L’aria è fredda e umida. Il cielo di un grigio innaturale. Talmente solido ed uniforme da togliere quel poco di colore che tinge il piccolo cimitero del piccolo paese di provincia.
In piedi, di fronte ad un’anonima pietra di marmo, sta la ragazza. Si stringe nel lungo cappotto invernale. Uno di quei cappotti che sanno di polvere e di vita e che se potessero parlare racconterebbero di inverni molto più bui e più duri. Come quello di oltre mezzo secolo prima…
La neve le schiafeggia il viso, le gambe trascinano gli scarponi troppo grandi e troppo pesanti che lasciano lunghi solchi alle spalle da cui il fango sgorga come sangue da una ferita. Ad ogni passo la fatica aumenta, come aumenta la pendenza del sentiero, come autementa il peso degli scarponi.
Le sembra di non farcela. Le sembra che non potrà mai arrivare a quel rifugio che ancora non si vede.
Chiude gli occhi, ingoia il dolore, si stringe ancora più forte nel cappotto che le ha regalato Piero nel Natale del ‘39. L’ultimo prima dell’entrata in guerra dell’Italia. Quella guerra che da quando è iniziata ha strappato e bruciato le pagine di diario ancora non scritte di tante persone.

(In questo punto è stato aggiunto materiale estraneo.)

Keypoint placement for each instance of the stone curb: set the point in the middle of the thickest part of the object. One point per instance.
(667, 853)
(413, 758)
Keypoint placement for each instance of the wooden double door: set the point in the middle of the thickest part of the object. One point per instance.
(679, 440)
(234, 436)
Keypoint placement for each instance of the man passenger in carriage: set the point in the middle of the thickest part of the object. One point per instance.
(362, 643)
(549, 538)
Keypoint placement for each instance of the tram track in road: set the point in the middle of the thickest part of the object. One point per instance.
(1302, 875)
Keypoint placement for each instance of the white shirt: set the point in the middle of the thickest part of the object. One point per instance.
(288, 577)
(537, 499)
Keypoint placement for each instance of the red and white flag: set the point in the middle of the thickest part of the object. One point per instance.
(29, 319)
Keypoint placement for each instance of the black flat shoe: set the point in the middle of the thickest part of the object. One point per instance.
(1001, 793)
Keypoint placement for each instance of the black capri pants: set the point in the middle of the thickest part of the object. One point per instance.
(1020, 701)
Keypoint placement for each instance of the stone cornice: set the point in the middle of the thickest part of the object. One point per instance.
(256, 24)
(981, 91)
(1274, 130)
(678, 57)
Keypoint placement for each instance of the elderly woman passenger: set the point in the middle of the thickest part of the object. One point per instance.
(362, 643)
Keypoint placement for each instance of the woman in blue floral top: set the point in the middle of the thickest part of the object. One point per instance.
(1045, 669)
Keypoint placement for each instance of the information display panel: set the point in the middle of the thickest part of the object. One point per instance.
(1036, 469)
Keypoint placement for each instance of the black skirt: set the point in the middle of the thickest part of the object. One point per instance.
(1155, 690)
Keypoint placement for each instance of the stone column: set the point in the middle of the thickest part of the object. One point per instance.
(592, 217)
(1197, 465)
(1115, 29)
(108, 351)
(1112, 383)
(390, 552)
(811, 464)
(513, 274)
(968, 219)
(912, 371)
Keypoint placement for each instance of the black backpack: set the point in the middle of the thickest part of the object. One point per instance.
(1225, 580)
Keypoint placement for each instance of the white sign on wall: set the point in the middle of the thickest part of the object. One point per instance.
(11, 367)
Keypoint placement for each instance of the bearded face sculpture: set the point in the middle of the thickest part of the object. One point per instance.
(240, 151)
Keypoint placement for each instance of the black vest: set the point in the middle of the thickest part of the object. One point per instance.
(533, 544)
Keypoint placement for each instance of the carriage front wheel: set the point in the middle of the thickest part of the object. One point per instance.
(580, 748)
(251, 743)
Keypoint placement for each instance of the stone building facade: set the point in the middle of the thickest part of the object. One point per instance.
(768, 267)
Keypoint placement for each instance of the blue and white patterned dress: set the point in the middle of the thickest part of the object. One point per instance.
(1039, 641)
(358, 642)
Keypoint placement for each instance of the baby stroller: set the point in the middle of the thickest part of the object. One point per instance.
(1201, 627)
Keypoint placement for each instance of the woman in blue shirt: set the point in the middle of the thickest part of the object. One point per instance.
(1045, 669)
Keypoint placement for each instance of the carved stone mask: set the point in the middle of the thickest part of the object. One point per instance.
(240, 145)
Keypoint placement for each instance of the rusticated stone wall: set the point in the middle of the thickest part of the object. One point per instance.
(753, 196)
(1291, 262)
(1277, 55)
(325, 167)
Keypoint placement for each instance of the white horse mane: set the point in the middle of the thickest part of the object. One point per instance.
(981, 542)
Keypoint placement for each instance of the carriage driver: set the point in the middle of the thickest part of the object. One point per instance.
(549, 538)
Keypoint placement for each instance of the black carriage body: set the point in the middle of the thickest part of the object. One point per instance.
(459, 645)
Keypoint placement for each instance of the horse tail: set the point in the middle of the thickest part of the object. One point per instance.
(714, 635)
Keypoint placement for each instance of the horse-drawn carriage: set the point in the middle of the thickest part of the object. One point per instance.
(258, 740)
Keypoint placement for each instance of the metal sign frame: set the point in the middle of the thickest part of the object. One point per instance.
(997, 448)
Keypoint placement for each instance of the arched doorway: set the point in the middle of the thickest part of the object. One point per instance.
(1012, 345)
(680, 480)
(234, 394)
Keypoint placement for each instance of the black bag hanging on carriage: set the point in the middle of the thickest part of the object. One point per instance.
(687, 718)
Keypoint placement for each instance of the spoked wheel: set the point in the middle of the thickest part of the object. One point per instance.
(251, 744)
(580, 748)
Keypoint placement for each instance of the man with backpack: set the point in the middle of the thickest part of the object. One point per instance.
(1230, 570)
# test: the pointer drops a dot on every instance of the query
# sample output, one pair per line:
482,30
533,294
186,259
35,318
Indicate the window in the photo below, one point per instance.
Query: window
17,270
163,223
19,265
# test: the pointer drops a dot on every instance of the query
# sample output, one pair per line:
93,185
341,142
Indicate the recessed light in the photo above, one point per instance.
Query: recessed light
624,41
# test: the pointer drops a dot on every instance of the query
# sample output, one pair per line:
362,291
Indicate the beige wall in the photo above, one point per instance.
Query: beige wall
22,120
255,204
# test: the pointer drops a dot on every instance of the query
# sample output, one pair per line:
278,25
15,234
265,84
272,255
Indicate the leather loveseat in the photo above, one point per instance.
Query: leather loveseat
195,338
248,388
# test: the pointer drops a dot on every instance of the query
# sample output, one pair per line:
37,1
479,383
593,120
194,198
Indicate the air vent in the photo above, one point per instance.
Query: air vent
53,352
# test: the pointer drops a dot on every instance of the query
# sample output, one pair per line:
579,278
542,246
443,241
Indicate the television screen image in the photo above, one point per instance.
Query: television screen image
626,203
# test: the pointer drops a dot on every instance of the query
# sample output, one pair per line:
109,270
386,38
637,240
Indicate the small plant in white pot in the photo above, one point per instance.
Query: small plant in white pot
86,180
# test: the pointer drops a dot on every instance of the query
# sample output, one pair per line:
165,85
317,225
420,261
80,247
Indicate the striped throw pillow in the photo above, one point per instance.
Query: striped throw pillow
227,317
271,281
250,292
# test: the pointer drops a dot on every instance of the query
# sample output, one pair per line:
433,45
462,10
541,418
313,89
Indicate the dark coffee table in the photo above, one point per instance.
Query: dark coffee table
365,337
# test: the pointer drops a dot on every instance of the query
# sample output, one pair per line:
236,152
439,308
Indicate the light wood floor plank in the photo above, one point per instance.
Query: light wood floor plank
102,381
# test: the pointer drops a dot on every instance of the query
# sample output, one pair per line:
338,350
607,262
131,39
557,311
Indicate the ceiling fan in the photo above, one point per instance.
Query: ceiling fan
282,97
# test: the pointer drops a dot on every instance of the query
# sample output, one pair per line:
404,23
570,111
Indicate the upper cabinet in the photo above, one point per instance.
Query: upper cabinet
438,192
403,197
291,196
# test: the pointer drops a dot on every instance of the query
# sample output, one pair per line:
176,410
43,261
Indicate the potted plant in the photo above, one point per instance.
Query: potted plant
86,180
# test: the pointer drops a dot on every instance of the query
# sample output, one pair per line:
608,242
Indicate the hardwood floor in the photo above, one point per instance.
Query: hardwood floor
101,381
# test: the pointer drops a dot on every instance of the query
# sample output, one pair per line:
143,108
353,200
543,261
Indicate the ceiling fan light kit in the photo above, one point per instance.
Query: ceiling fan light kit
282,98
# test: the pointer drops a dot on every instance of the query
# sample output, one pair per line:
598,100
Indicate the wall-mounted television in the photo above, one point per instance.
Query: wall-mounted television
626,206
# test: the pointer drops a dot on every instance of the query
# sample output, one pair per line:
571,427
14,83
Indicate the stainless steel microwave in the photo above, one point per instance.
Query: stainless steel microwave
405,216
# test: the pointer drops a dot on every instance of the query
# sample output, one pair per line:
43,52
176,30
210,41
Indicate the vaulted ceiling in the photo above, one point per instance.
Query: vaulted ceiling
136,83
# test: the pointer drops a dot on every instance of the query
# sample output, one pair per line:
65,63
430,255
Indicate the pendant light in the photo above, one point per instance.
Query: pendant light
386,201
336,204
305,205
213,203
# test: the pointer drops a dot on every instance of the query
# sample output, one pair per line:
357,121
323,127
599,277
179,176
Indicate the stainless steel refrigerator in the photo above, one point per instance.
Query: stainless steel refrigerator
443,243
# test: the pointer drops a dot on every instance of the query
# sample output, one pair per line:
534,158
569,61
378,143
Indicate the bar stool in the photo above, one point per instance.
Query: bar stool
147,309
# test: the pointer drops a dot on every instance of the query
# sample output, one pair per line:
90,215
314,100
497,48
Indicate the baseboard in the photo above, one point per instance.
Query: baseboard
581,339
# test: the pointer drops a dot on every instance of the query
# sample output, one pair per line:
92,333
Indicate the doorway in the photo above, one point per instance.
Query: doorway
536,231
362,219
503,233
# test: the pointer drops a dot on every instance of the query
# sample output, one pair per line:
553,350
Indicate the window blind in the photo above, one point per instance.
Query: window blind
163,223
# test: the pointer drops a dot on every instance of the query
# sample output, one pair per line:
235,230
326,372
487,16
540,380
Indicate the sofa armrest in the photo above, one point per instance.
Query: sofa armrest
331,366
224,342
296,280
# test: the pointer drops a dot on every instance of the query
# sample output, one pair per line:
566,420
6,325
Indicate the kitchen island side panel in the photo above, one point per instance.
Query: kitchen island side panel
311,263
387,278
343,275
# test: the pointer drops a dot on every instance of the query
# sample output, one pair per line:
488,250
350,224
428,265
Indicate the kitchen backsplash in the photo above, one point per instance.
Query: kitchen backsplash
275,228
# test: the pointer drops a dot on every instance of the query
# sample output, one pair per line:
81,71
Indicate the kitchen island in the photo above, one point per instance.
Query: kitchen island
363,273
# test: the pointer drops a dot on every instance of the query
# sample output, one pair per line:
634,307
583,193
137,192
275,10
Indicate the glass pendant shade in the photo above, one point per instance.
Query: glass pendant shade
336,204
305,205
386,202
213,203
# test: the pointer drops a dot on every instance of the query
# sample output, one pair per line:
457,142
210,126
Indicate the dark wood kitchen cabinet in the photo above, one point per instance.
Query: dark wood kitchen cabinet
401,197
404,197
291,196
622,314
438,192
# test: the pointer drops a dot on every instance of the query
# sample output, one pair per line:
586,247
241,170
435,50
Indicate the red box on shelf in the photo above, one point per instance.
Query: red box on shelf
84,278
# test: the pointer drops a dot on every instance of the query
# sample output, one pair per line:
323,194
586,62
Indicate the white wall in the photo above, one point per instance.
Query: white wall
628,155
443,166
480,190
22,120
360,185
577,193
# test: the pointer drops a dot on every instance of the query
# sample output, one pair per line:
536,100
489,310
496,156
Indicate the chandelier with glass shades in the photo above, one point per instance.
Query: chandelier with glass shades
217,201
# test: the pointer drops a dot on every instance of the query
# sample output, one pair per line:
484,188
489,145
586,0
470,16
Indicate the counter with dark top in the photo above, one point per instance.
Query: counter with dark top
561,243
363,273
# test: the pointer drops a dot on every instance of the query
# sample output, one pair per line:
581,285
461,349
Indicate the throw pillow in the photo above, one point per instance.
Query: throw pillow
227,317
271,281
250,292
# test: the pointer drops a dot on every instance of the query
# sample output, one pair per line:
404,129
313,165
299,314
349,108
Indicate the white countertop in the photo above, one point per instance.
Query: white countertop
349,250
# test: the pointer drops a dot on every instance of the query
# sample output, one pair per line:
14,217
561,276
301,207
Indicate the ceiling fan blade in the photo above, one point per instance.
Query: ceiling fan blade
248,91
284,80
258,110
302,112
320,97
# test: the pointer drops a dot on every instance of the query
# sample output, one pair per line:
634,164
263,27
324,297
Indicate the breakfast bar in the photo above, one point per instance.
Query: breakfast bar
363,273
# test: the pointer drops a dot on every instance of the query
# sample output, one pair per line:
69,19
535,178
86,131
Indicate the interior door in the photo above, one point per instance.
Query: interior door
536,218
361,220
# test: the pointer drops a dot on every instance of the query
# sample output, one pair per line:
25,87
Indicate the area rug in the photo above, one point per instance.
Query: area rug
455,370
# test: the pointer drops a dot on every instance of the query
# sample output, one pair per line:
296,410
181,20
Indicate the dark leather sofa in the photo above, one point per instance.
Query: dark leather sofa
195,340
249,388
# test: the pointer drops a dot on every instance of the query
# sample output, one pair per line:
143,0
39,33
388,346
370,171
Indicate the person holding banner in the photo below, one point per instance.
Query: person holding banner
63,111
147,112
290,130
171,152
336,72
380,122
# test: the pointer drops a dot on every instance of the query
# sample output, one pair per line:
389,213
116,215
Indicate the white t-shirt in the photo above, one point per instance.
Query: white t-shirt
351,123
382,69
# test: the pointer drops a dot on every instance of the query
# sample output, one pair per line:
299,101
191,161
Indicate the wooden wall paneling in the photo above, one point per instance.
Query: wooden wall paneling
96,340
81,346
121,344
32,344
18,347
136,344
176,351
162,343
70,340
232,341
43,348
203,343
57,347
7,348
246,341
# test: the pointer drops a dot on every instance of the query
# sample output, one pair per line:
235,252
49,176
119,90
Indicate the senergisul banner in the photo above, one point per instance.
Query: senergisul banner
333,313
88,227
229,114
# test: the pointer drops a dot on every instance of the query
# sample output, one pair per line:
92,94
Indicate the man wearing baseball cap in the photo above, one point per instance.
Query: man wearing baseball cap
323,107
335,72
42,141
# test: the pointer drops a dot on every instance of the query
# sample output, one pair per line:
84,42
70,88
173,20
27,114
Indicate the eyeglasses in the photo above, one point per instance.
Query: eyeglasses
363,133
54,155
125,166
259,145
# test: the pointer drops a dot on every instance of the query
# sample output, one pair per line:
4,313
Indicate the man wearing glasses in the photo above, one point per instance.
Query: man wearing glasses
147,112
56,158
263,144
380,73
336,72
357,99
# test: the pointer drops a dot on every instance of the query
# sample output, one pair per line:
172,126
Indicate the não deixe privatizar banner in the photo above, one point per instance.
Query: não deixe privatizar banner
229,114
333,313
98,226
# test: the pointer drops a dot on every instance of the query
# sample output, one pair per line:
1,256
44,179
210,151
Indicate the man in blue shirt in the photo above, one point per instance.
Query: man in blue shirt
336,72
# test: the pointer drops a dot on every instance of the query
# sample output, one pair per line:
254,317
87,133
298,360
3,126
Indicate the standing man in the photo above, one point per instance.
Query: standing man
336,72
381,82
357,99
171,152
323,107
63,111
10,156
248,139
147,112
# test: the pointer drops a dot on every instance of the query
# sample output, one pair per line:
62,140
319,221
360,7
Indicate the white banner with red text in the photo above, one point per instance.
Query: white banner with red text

Pagine in cui si sarebbe parlato di gioia, amore e vita. Certo anche di fatica, dolore e morte. Ma mai così tanto dolore. Mai così tanta morte.
Riapre gli occhi, scopre di essere giunta al bivio. La neve quasi ha cancellato il sentiero ma la vecchia quercia, almeno lei, indica chiaramente quale strada seguire.Capisce che l’unico modo per farcela è abbandonare i pensieri alle cose che dovrà fare quando tutto sarà finito. Saranno necessari tanto lavoro e tanto sudore per ricostruire, di fuori e di dentro. Ma lei ha già molte idee. Vuole proporre a suo padre di piantare una vigna nel castagneto, poi convincere la sorellina a frequentare la scuola, poi recuperare il tempo perso con Piero. Quando inizia a pensare a lui il passo accelera e il fluttuare della sua fantasia sembra sospingerla pian piano alle spalle.
La vedetta scorge la sagoma della donna quando ormai mancano poche centinaia di metri al nascondiglio dei partigiani.
Con un flebile fischio richiama l’attenzione di Lupo e Granata e fa loro cenno di andarle incontro.
La raggiungono che è stremata. Il freddo le è entrato talmente in profondità che fatica persino a compiere frasi di senso compiuto. Ma la sua missione non l’ha dimenticata e, ancora prima di implorare il tepore di un fuoco, infila la mano nella tasca del cappotto ed estrae il telegramma che deve consegnare.
La guerra che combatte oggi la nostra ragazza è un’altra. Meno atroce, meno dolorosa potrebbe dire qualcuno guardandola con gli occhi del mondo. Ugualmente terribile e molto più intima potrebbe dire chi l’ha vissuta sulla propria pelle.
Una guerra in cui, anche quando arrivano gli americani, non si ha nessuna voglia di gioire. Ma solo di sputare con rabbia. E maledire. E piangere.
I tremiti regolari che scuotono la giovane donna non sono di freddo. O meglio, non di quel freddo per cui il cappotto è stato fatto. Eppure, lì, di fronte alla tomba di chi per prima l’ha indossato, il vecchio indumento sembra prendere vita ed abbracciare la ragazza fino a scaldarle l’anima almeno un poco.
Quel poco sufficiente a non arrendersi.